Organizzare le fabbriche
Organizzare un mondo senza oppressori né oppressi

Nonostante il violento sgombero della fabbrica tessile
"Brukman", recuperata dai suoi lavoratori, le compagne ed i
compagni si mantengono fermi nella sua posizione di recuperarla
di nuovo e di metterla in condizione di produrre. L'ottenimento
della sanzione legale dell'esproprio della "Brukman" costituisce
una decisione nettamente politica, come dimostrano le altre
espropriazioni sanzionate in altri casi.

Mentre il governo nazionale sottolinea il leggero riprendersi
dell'economia con i suoi numeri, i "nostri" numeri continuano
invece a peggiorare: più di un 21 percento di disoccupazione, 21
milioni di argentine/e sotto la linea di povertà, quasi dieci
milioni in situazione di indigenza, il 70 per cento delle
famiglie ha entrate inferiori agli 800 dollari ed un salario
reale il cui potere di acquisto è di un 54 per cento più basso
che nel 1975 [1]. Questo è il risultato di un processo di
impoverimento, di disoccupazione e di consegna delle principali
leve dell'economia ai monopoli finanziari del capitale
mondializzato iniziata nel 1976 e che ha comportato la necessità
dello sterminio di una generazione di militanti, studenti,
operai e gente del popolo che lottavano, continuata poi
politicamente fino al giorno d'oggi. In questo molta parte ha
avuto il ruolo svolto dalla burocrazia sindacale che durante gli
anni '90 è passata a svolgere un ruolo di impresario [2].

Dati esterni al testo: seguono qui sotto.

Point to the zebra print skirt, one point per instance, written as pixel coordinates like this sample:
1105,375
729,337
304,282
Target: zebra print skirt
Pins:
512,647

Questa situazione si è consolidata spezzando la resistenza della
classe operaia durante la seconda metà degli anni '80 e '90
(flessibilizzazione del lavoro, privatizzazioni,
ristrutturazione dello Stato e concentrazione del sistema
finanziario). Tuttavia, a partire dal primo Cutralcazo, dalla
creazione delle prime organizzazioni di lavoratori disoccupati,
come pure dall'occupazione di alcune fabbriche con la loro
gestione da parte di chi vi lavorava a partire dalla seconda
metà degli anni '90 [3], la classe operaia ha cominciato a
cercare le sue risposte.

Nelle diverse esperienze di fabbriche così recuperate, i
lavoratori e lavoratrici che hanno adottato l'azione collettiva
a difesa dei loro posti di lavoro hanno fatto fronte alla
propria situazione di sussistenza. Come dato comune, la
necessità di organizzarsi è sorta nel momento della chiusura o
della fuga da parte del patronato e non prima, dopo i
licenziamenti e le sospensioni e con l'isolamento deciso dai
rispettivi sindacati nei confronti dei lavoratori.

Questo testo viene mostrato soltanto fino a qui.